Selon le premier alinéa de l’article 910 du code de procédure civile, dans sa rédaction applicable à la cause, « l’INTIMÉ à un appel incident ou à un appel provoqué dispose, à peine d’irrecevabilité relevée d’office, d’un délai de trois mois à compter de la notification qui lui en est faite pour remettre ses conclusions au greffe ».
En l’espèce, M. [O] [L] a formé appel incident par conclusions reçues au greffe et notifiées à l’IESEG le 7 décembre 2023. Celle-ci a notifié des conclusions responsives à M. [O] [L] par lettre recommandée avec demande d’avis de réception envoyée le 26 février 2024 et remises au greffe le 5 mars suivant, dans le délai de trois mois prévu par l’article 910 du code de procédure civile.
Aucune disposition procédurale ne lui imposait ensuite des délais pour conclure à nouveau.

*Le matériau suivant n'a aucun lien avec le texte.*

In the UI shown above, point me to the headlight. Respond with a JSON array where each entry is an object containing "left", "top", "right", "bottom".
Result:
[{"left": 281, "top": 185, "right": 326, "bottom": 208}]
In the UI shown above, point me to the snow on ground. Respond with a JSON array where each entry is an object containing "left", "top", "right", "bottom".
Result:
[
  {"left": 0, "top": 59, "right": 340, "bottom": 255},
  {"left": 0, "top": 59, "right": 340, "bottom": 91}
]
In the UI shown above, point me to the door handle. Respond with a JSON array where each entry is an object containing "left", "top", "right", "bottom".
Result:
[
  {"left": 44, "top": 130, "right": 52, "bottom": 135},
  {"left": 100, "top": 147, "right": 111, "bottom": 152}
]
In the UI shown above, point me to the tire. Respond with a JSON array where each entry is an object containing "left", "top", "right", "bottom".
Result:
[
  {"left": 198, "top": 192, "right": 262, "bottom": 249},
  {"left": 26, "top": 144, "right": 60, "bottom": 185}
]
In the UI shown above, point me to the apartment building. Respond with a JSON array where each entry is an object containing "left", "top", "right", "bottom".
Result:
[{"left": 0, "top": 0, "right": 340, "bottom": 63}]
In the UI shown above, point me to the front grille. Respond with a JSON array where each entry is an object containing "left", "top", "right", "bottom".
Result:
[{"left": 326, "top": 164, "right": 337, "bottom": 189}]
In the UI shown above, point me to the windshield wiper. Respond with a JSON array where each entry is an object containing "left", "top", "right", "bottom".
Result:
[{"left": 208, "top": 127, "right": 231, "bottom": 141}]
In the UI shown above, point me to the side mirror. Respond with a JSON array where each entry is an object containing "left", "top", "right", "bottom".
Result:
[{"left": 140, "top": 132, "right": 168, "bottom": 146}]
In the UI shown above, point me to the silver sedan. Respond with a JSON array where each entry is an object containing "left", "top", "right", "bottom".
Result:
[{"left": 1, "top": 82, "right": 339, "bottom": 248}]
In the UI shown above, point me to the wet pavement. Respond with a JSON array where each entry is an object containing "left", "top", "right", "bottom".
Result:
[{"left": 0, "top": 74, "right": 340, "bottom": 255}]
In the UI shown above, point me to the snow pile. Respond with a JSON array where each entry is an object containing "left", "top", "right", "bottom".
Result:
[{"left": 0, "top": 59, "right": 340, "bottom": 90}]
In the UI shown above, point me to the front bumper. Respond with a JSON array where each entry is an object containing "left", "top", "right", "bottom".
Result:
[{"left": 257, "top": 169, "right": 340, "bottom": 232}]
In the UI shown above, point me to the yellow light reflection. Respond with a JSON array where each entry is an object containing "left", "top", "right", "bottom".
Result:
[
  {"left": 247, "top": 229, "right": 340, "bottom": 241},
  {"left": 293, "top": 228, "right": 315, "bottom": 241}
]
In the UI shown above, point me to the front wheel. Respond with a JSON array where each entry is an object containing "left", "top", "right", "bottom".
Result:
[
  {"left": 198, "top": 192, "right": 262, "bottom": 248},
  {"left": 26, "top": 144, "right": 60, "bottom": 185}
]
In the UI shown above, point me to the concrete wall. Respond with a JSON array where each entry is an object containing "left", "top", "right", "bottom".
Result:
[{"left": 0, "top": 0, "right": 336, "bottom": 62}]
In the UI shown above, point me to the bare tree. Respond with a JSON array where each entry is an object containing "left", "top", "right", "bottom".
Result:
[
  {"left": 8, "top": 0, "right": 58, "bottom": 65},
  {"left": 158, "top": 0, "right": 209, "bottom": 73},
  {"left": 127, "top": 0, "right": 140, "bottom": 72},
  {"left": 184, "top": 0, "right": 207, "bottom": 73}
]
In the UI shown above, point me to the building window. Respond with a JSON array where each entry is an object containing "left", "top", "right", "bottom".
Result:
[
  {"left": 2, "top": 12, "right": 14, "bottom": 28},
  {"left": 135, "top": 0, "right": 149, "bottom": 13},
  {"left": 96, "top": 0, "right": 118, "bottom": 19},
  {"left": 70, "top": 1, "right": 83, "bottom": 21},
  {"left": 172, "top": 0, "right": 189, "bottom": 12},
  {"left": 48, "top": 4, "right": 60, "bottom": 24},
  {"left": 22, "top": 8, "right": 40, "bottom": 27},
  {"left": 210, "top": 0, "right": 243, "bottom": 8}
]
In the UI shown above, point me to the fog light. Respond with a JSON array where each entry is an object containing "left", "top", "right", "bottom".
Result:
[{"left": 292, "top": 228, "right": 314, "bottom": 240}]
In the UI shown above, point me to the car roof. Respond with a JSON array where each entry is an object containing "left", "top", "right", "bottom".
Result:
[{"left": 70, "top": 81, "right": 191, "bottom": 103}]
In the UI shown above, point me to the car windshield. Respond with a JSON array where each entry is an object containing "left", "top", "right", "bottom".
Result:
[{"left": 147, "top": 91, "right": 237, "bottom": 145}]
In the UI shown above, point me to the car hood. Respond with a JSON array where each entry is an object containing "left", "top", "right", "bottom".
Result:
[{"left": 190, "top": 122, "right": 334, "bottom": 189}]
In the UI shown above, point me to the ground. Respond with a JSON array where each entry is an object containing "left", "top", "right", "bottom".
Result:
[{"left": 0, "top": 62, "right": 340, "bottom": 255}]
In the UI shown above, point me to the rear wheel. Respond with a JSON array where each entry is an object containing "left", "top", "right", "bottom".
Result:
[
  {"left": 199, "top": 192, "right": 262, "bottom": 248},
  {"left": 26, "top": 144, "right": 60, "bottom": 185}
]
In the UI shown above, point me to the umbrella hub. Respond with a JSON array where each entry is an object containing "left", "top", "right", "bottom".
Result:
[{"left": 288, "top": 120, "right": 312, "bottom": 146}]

Les dernières conclusions de l’IESEG signifiées à M. [O] [L] par acte de commissaire de justice le 30 janvier 2026 et remises au greffe le 2 février suivant, avant la clôture de l’instruction prononcée le 4 février 2026 sont en conséquence recevables, de mêmes que les nouvelles pièces 11 et 12 qui y étaient jointes.
Sur le rappel d’heures complémentaires
M. [O] [L] expose qu’il a donné 181 heures de cours et réalisé 84,5 autres heures de travail au cours de la relation de travail de sorte qu’après déduction de la somme de 11 067,89 euros qui lui a déjà été payée au titre des heures complémentaires par l’IESEG, celle-ci reste lui devoir la somme de 9 517,20 euros.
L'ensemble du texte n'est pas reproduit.